5. Belgarion. Fantasy character from some of David Eddings' books. I'm pretty sure a lot of people won't have heard of him, but he deserves to be on this list. Long story short, he is the Godslayer, and commands a magic so strong that it's returned the dead to the living, cracked a continent in half, and could even write his name in the stars, if he wanted.

 

6. Dave Strider. From Homestuck. He is a time-traveller and a really cool dude. The guy finds his own corpse and barely breaks a sweat. Given the size of Homestuck, I could go on and on about his qualities, but to be frank? I don't want to.

 

7. Hayato Furinji. From "History's Strongest Disciple Kenichi." The guy is known as "the Invincible Superman." The guy is so awesome, he can chop down thick trees and blow up brick walls with a single finger.

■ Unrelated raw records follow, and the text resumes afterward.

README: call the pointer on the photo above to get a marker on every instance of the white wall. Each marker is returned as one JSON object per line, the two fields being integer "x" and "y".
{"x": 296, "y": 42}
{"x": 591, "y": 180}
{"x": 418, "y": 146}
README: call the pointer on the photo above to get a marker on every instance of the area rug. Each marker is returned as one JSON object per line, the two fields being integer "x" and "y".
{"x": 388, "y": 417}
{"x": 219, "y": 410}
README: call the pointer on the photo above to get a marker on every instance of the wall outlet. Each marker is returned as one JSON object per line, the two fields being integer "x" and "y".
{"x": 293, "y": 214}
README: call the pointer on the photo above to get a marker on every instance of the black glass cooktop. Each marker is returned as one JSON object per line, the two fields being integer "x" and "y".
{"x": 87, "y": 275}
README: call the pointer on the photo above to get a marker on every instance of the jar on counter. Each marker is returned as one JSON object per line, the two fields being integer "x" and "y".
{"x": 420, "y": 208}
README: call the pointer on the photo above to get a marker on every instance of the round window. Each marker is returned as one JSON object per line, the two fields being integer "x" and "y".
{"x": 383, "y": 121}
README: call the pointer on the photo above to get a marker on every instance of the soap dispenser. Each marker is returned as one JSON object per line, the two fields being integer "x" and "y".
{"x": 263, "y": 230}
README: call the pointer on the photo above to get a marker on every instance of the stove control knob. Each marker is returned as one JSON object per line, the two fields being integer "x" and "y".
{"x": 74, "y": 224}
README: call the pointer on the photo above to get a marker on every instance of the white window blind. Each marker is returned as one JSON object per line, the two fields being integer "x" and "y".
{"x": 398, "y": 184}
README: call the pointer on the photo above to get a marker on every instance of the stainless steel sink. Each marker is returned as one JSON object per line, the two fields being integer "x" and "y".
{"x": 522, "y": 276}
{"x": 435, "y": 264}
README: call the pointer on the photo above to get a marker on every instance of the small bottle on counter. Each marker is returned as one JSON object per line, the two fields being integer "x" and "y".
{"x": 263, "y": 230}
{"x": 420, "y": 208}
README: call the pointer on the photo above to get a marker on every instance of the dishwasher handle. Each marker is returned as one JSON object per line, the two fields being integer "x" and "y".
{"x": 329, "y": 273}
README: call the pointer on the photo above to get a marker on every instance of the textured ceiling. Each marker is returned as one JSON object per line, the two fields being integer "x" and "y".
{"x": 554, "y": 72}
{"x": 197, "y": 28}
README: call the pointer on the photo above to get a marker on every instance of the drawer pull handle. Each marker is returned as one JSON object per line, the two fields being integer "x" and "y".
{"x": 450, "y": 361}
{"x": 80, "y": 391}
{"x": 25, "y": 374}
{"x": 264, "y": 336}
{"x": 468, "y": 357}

Granted that the other masters in his group can do this as well, but he's their leader.

 

8. Saxton Hale. From TF2's mythology. Taken from the TF2 Wiki:

"Notable achievements of Saxton Hale include:

  • Cutting his way out of primate hell.
  • Teaching his girl scout troupe, the 'Saxtonettes', a fire safety tip: grizzly bears burn.
  • Fighting off a lion while simultaneously having his hair cut.
  • Single handedly wiping out the Indonesian berzerker shark (and making it cry).
  • Inventing the ancient and mystical Jarate fighting style after kicking a chair across the room in a frustrated rage. His complete Jarate course includes Saxton Hale Jarate Pills, which triple the size of your kidneys, and Saxton Hale Pain Tonic, which completely masks the feeling of your internal organs shutting down.
  • Becoming the wealthiest man in the western hemisphere.
  • Blowing up the moon using an Apple product called the iBlewupthemoon."

 

So there you go. If you have any others that you think should be on this list, or if you think one of these people should not be on the list, let me know.